Camilla Christoforou purchased Pretty Special, a daughter of Resolve-Pretty Craft, from the consignment of Deal and Ashley Wilson who also raised the youngster. The filly has a trio of siblings that have banked in excess of $100,000 including half-brother Publicity Seeker (1:55.2 - $262,825).

Hip 149 Century Jazz, a Bettors Delight-Strike A Chord colt, was a $56,000 purchase by Gestion Jean Yves Blais Inc of Montreal, QC. Consigned and raised by Century Spring Farms, he’s he full brother to the stakes-winning Century Invictus (1:55.2 - $29,691).

Hip 142 Northern Charlotte, consigned by Erinwood Equine Inc. and raised by Northfields Farm Inc., was a $55,000 purchase by Camilla Christoforou. The Muscle Mass filly is the second foal out of Shestheonetowatch. She’s a sister to a set of $100,000 winners including Drama Free (1:55.1 - $202,811).

Hip 152 Century Jupiter brought a final bid of $50,000 from George Millar of Stouffville, Ont. The Bettors Delight-Sunshine Patriot colt is the half-brother to Ladylike (1:53.2 - $105,858).

In total, 146 yearlings were sold for total sales of $4,357,000 and an average price of $29,842. Last year saw 102 yearlings sell for $3,312,990 and an average price of $32,480.

"I think that the horses sold fairly, and that there were good prices for what was offered," said sale manager Ann Straatman. "I think that the consignors would be happy with the prices they got. Everybody wants a little more, but I think that the buyers were happy too with the prices they had to pay and the horses that were available."

Straatman was pleased to see the activity on the bidding side, a much different element from the traditional live auction setting.

"Very active bidding, a lot of participation. Every horse that was auctioned had multiple bids, right to the end, and even past their time...a lot of people trying out some strategies on what would get their opponent to stop bidding, I think. And I'm not exactly sure what works, but it's like a big reveal at the end, who you are bidding against if you were not the successful bidder. So I think there's that element of surprise, and I'm really happy with the participation. There were quite a few new buyers, so thrilled to have more people trying this type of venue."

Going forward, Straatman stated that there's a good chance the London sale will continue to embrace a virtual audience in some form.
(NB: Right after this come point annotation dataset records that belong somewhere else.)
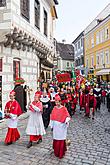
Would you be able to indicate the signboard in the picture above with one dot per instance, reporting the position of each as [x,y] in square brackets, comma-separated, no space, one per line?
[63,77]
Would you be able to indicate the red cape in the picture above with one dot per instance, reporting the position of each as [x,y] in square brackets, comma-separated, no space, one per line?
[59,114]
[13,107]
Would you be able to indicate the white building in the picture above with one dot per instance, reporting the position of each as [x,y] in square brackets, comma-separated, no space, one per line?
[64,59]
[26,42]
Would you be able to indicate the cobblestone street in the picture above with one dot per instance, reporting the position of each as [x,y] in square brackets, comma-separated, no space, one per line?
[90,144]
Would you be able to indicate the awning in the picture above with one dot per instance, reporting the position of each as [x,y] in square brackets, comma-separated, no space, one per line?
[103,72]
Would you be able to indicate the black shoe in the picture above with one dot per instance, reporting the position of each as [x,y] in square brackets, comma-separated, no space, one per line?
[29,145]
[39,141]
[7,144]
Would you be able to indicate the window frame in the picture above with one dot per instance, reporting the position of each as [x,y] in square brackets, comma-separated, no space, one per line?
[25,12]
[45,22]
[15,61]
[37,14]
[2,3]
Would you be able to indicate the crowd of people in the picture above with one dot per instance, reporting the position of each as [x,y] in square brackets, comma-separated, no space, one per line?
[54,106]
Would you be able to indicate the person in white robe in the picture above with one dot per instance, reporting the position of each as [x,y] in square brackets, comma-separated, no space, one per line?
[35,126]
[59,122]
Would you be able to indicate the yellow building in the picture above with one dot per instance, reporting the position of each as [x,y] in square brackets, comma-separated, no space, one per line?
[97,49]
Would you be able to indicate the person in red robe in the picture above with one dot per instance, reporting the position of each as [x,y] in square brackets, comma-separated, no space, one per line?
[12,111]
[92,104]
[59,122]
[35,128]
[82,99]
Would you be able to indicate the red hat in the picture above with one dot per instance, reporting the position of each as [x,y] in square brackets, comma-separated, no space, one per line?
[12,92]
[57,97]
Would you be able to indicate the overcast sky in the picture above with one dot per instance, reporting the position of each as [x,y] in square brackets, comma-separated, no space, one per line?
[75,15]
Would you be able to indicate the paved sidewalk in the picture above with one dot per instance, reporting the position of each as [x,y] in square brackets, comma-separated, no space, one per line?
[90,144]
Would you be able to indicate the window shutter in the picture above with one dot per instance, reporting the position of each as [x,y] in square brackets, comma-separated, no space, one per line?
[25,9]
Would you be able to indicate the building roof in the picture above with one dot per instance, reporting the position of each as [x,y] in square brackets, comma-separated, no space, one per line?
[100,22]
[101,16]
[66,51]
[79,36]
[56,2]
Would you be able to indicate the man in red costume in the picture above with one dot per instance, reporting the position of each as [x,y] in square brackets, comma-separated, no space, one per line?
[92,103]
[12,111]
[59,122]
[35,127]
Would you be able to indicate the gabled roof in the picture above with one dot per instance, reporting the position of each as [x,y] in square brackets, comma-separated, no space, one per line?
[66,51]
[79,36]
[56,2]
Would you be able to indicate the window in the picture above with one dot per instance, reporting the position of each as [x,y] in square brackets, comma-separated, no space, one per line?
[106,33]
[16,68]
[92,61]
[76,47]
[97,38]
[82,60]
[97,59]
[37,14]
[102,58]
[101,36]
[67,64]
[107,57]
[1,64]
[78,44]
[2,3]
[25,9]
[92,41]
[87,63]
[81,42]
[45,22]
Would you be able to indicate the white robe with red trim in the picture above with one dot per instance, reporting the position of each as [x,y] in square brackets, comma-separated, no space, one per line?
[59,123]
[35,124]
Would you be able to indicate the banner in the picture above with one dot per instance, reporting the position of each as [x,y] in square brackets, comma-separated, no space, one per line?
[65,77]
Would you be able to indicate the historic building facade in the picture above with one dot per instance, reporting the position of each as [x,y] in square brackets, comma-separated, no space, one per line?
[97,46]
[64,57]
[78,44]
[26,42]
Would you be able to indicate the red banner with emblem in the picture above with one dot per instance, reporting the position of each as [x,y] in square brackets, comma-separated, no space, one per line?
[65,77]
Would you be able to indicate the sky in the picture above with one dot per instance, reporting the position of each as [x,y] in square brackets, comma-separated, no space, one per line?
[74,16]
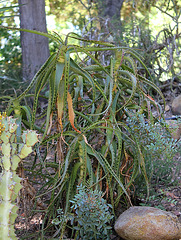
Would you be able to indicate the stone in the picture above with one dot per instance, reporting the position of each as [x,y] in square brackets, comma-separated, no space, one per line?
[148,223]
[176,105]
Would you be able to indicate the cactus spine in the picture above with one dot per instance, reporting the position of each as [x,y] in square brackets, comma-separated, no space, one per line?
[11,153]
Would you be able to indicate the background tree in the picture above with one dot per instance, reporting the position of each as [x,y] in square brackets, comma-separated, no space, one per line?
[35,48]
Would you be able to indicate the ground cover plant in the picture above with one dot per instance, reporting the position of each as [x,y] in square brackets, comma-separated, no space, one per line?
[84,123]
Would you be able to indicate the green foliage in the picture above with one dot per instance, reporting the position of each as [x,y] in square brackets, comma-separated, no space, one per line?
[11,153]
[92,214]
[83,122]
[158,148]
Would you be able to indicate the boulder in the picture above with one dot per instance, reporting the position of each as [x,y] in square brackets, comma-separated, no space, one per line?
[148,223]
[176,105]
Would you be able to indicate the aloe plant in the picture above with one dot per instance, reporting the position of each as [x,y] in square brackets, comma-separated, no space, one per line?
[11,153]
[88,103]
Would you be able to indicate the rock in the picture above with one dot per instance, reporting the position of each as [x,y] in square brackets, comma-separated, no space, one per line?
[148,223]
[176,105]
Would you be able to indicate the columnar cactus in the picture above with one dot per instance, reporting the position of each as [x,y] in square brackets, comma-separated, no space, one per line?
[11,153]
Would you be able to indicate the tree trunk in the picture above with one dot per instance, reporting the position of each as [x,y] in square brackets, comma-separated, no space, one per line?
[111,9]
[35,48]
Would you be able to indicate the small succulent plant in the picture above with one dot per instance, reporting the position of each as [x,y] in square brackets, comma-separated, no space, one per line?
[92,214]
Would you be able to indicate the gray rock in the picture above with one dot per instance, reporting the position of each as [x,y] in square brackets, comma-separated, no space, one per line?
[148,223]
[176,105]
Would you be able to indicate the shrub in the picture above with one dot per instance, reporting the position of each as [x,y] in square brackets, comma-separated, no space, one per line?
[92,214]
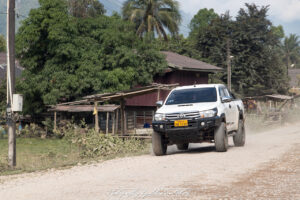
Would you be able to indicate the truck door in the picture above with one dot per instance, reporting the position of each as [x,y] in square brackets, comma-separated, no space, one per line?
[234,111]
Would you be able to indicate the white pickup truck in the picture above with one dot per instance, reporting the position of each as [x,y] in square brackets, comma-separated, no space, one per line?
[198,113]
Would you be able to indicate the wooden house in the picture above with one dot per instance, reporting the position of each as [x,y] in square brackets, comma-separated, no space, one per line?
[182,70]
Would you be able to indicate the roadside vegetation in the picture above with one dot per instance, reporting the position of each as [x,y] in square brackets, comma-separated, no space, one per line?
[70,49]
[66,147]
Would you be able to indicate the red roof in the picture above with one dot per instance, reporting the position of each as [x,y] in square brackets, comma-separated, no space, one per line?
[186,63]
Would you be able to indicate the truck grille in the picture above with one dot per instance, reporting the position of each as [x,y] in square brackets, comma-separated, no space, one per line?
[189,115]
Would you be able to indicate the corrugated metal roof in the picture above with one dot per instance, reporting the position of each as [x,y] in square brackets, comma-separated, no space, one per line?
[83,108]
[185,63]
[130,93]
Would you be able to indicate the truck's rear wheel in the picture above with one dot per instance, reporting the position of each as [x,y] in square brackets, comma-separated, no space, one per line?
[159,145]
[240,136]
[221,139]
[184,146]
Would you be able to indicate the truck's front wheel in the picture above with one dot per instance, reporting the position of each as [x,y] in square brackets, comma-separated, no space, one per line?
[221,139]
[159,145]
[240,136]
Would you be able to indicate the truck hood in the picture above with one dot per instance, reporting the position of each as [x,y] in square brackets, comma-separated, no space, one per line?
[180,108]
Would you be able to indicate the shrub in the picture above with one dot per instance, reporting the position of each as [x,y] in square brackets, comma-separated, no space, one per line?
[31,131]
[93,144]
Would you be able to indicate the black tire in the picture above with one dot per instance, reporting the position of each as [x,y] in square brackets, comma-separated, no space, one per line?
[159,145]
[184,146]
[221,138]
[240,136]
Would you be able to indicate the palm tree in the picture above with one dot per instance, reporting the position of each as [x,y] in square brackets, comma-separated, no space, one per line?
[291,49]
[153,15]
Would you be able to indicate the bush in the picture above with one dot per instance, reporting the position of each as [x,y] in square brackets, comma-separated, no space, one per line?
[93,144]
[32,131]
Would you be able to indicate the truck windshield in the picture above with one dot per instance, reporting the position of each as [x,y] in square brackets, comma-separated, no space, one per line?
[194,95]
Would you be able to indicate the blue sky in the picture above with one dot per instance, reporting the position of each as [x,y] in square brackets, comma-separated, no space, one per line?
[281,12]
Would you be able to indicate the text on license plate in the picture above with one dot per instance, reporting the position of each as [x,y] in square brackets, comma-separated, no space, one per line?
[179,123]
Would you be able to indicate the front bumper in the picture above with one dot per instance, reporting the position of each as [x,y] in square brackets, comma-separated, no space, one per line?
[196,131]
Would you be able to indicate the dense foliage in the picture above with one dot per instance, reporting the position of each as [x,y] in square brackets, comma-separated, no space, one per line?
[153,15]
[202,20]
[22,9]
[291,51]
[85,8]
[67,57]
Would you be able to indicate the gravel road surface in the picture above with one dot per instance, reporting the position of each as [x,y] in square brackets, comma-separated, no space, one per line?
[267,167]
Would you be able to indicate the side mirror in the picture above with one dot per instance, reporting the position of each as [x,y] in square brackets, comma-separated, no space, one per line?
[159,103]
[225,99]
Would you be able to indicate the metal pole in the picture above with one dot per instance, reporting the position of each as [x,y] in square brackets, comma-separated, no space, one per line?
[11,82]
[228,66]
[96,117]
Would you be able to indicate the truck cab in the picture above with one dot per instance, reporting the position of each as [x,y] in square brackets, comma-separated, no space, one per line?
[195,114]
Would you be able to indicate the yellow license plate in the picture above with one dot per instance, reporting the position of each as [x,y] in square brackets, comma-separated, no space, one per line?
[179,123]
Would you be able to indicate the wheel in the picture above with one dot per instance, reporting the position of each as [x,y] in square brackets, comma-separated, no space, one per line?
[221,139]
[184,146]
[240,136]
[159,145]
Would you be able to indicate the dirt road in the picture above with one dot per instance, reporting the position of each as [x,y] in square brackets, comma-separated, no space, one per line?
[268,167]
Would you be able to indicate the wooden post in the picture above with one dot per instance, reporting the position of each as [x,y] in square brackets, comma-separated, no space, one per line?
[55,113]
[107,120]
[96,117]
[117,121]
[122,117]
[125,121]
[134,119]
[113,124]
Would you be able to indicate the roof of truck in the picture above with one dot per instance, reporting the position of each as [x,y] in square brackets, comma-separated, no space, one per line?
[198,86]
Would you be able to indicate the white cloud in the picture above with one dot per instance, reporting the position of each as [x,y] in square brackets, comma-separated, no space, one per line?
[283,10]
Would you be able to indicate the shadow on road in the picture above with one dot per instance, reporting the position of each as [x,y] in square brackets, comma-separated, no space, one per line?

"I want to be able to speak to the buyers and consignors, just to get a perspective from both sides. I've had a lot of positive feedback this year, which I'm really happy about. I do think that this is something that will always be incorporated into the London sale, and it's just a matter of how we structure it going forward but, like I said, we certainly want to get feedback from consignors and buyers.

"Most of the sales have adopted both, being able to bid online and in person. It's a speed auction then using an auctioneer, whereas this [online auction] is more methodical. You do have the time to decide if you're going to bid again, whereas at a live sale it's much quicker."

Straatman noted that the average of just under $30,000 average this year, compared with $32,480 one year ago, is still an "excellent" number.

"I'm so happy with the number of horses we had, the number of consignors and new consignors who tried it this year, and the participation from the buyers, of course, is paramount to being successful."